3 Things Sandra Bland's Autopsy Still Doesn't Fully Explain, Despite The Medical Examiner's Confident Verdict
Officials in the case of 28-year-old Sandra Bland, who was arrested during a simple traffic stop in Waller County, Texas, and found dead in her jail cell of apparent suicide just days later, have released to the public the official autopsy report done one day after authorities discovered her body on July 13. Performed by a nearby Harris County medical examiner, the autopsy report confirmed wounds consistent with self-strangulation — the same method responding officers claimed Bland had used to end her own life. The 11-page report was comprehensive and seemed to answer any lingering questions posed by family members, friends, and supporters of the Chicago-area native who doubted officers' original claims of death by suicide. Even in its comprehensiveness, however, there were at least a few things that Bland's autopsy didn't fully explain.
During a press conference on Thursday, Waller County prosecutor Warren Diepraam suggested that the results of the examination were, for the most part, complete, with the exception of toxicology and histology reports. However, he noted, the autopsy only concluded the physical findings, not the criminal ones.

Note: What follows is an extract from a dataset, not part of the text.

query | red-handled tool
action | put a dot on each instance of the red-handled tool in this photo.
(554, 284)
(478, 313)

With results from Bland's toxicology report (which may indicate whether or not she had been taking medication or any other substances that may have altered her mindset on the day she died) still pending, Bland's last few days remain a looming question. And although prosecutors told reporters on Thursday that they had "complete faith" in the office conducting the examinations, there were a handful of elements in their paperwork that could potentially end up weighing much more, somewhere down the line.
Abrasions On Her Back
According to the medical examiner's report, Bland suffered a "one-inch ... faint purple contusion" and "multiple scabbed horizontal linear and irregular abrasions ranging from 1/4 inch to 1 1/2 inch" along her upper right shoulder blade region. A fragment of a leaf was stuck to the wounds as well. The findings, concluded Diepraam in his press statement on Thursday, pointed to Bland having "a force against her back" at some point. Although it was likely the healing wounds were inflicted earlier, possibly during her arrest, it's the nagging details like that little leaf that might prove important later.
If Bland had been made to change out of her clothes and into her orange top and pants, how did it cling to her scabs? Why wasn't it brushed off upon contact with the removal and dressing of two sets of shirts? Could it have adhered to her back after being booked?
A leaf fragment is, of course, a tiny thing and easy to overlook as coincidental. But with all the hustle and bustle of an arrest and subsequent lock-up, it's a reasonable question.
Congestion Of Internal Organs
As Bland was a smoker, lung congestion alone may not have been so worrisome upon examination. But according to the Harris County examiner who performer Bland's autopsy, a few other vital organs had also suffered congestion as well, including her liver and kidneys. Without a complete toxicology report, it's unclear whether that congestion was a benign side effect of her suicide, an ongoing physical condition, or evidence of a harmful substance in her system (certain organophosphorus poisons can sometimes cause congestion of the organs after death) that may have caused suicidal thoughts.
If toxicology reports turn up any curious substances, the question then becomes whether Bland took them herself or whether she was given them after being booked.
Both Diepraam and the Harris County medical examiner confirmed that the ligature marks on Bland's neck (which canted upward to the back of Bland's head beneath the occipital region at the bottom of her skull) were consistent with non-violent strangulation — in layman's terms, the marks were inconsistent with a struggle between Bland another person or an assault, as her family has suggested may have been the case. Still, that doesn't rule out everything.
According to the Malignant Hyperthermia Association of the United States (MHAUS), certain drugs like Succinylcholine Dantrolene can cause paralysis of the muscles and sometimes asphyxiation. It works quickly and is broken down by the body's enzymes almost immediately, leaving very few traces behind. Succinylcholine is more commonly used in emergency responder kits and by medical professionals during intubation (placement of breathing tubes) and sometimes as a pre-cursor to anesthesia. It has also been used as the second part in a three-dose, lethal injection cocktail for death row inmates due to its ability to paralyze the system.
That's not to say that Sandra Bland was given Succinylcholine (which, though largely untraceable, leaves behind indicators in the blood plasma that it may have been there) — after all, it's just an example, not a cause, and given the confidence Diepraam and prosecutors have in the Harris County facilities, it's more likely that suicide was the official cause of death. But that doesn't mean that it's without its weak points.
The likely outcome of Bland's autopsy will be an open-and-shut final declaration of suicide, once the final toxicology reports are in. But if reading far too many Arthur Conan Doyle stories as a child has taught me anything, it's that the devil is in the details. Without question, the death of Sandra Bland was a tragic one. The only thing left to do is to search every corner for every single possible outcome, even the small, almost unbelievable ones — in a case like Bland's, it seems like the only way to do her memory any justice.